Questa piccolo dipinto fa parte di una serie di quadretti realizzati dal Vasari e dagli artisti della sua cerchia per il granduca Francesco I de’ Medici, con soggetti basati sugli scritti di Don Vincenzo Borghini, l’erudito priore dell’Ospedale degli Innocenti nonché amico del pittore. Partendo da episodi tratti dalla mitologia classica e dalle Metamorfosi di Ovidio, il Borghini aveva elaborato una serie di “invenzioni” dai complessi significati allegorici il cui intento era quello di celebrare i talenti fiorenti e il buon governo mediceo. Francesco I, principe dal temperamento introverso e contemplativo, apprezzava particolarmente questo genere di pittura destinata ad un uso privato: poche persone di raffinata cultura, infatti, erano in grado di comprendere il loro significato simbolico, spesso oscuro. Ricordiamo a tal proposito che il Borghini sarà anche l’ideatore del complesso programma iconografico dello studiolo che il principe si farà realizzare a Palazzo Vecchio qualche anno più tardi. La fucina di Vulcano rientrava inoltre tra quei soggetti che potevano essere interpretati in chiave alchemica, disciplina di cui Francesco era un appassionato studioso. 
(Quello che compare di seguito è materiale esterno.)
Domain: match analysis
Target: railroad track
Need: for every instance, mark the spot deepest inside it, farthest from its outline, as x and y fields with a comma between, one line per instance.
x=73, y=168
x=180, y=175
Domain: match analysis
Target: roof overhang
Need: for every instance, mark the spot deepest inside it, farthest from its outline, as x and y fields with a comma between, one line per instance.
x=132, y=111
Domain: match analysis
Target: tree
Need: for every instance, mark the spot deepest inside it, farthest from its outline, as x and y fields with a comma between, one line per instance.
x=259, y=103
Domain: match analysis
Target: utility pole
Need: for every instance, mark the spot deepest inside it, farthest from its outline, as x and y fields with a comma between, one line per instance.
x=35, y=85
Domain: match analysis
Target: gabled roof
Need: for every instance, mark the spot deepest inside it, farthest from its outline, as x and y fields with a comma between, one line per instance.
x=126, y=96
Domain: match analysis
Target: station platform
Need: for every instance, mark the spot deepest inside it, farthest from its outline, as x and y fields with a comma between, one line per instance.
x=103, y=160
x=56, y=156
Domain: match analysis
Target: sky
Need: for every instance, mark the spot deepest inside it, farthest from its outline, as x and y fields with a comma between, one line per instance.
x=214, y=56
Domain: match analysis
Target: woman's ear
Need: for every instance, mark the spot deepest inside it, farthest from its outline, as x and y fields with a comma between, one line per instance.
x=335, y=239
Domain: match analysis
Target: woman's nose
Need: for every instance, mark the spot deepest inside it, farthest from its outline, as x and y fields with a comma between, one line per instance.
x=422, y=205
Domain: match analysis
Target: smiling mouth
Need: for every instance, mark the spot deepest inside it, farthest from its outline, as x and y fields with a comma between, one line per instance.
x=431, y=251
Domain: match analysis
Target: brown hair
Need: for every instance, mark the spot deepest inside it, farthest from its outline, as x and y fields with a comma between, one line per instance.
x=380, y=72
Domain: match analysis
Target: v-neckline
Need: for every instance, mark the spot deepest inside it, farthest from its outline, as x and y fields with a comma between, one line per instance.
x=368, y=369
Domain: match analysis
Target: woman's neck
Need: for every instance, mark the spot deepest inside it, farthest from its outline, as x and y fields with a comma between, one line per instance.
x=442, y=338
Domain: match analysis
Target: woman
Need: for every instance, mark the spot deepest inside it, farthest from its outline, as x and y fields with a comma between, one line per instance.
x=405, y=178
Il soggetto del dipinto prende spunto da un passo dell’Iliade di Omero in cui il poeta descrive Vulcano, il dio del fuoco, intento a forgiare lo scudo di Achille. Seduto in primo piano, il dio mostra a Minerva le armi appena create, ma sullo scudo, al posto delle figure descritte nel poema omerico, compaiono un ariete e un capricorno che reggono il globo terrestre. Il primo è il segno zodiacale di Francesco, il secondo l’ascendente di suo padre Cosimo, che l’aveva scelto come emblema araldico perché era il segno zodiacale dell’imperatore Augusto. Questo dettaglio ci chiarisce il significato allegorico – di propaganda politico-dinastica dei granduchi – che ispira la scelta del soggetto. Così Minerva, che tiene in mano un compasso e un goniometro e porge a Vulcano un disegno, rappresenta l’Ingegno, mentre il dio-fabbro al lavoro simboleggia la Tecnica. Sullo sfondo alcuni giovani nudi, seduti ai loro banchi, sono intenti a copiare i vasi e le statue antiche posti nelle nicchie sopra di loro: tra di esse riconosciamo un gruppo scultoreo raffigurante le Tre grazie, che qui allude alle arti del Disegno, ovvero Pittura, Scultura e Architettura. Sulla destra altri personaggi si cimentano nella lavorazione dei metalli seguendo l’esempio di Vulcano. Il dipinto simboleggia dunque l’unione tra la capacità ideativa e le abilità manuali, componenti indissolubili di tutte le arti e tema particolarmente caro al committente che si dilettava nel praticare le arti meccaniche. La Pace che volteggia in alto tenendo in mano un ramo di ulivo allude alla prosperità che esse conobbero a Firenze sotto la guida del casato mediceo. Ricordiamo infatti che nel 1563 Cosimo I aveva fondato l’Accademia del Disegno in cui i giovani allievi si impegnavano nello studio della statuaria antica e affinavano la tecnica del disegno, considerato il fondamento di tutte le arti.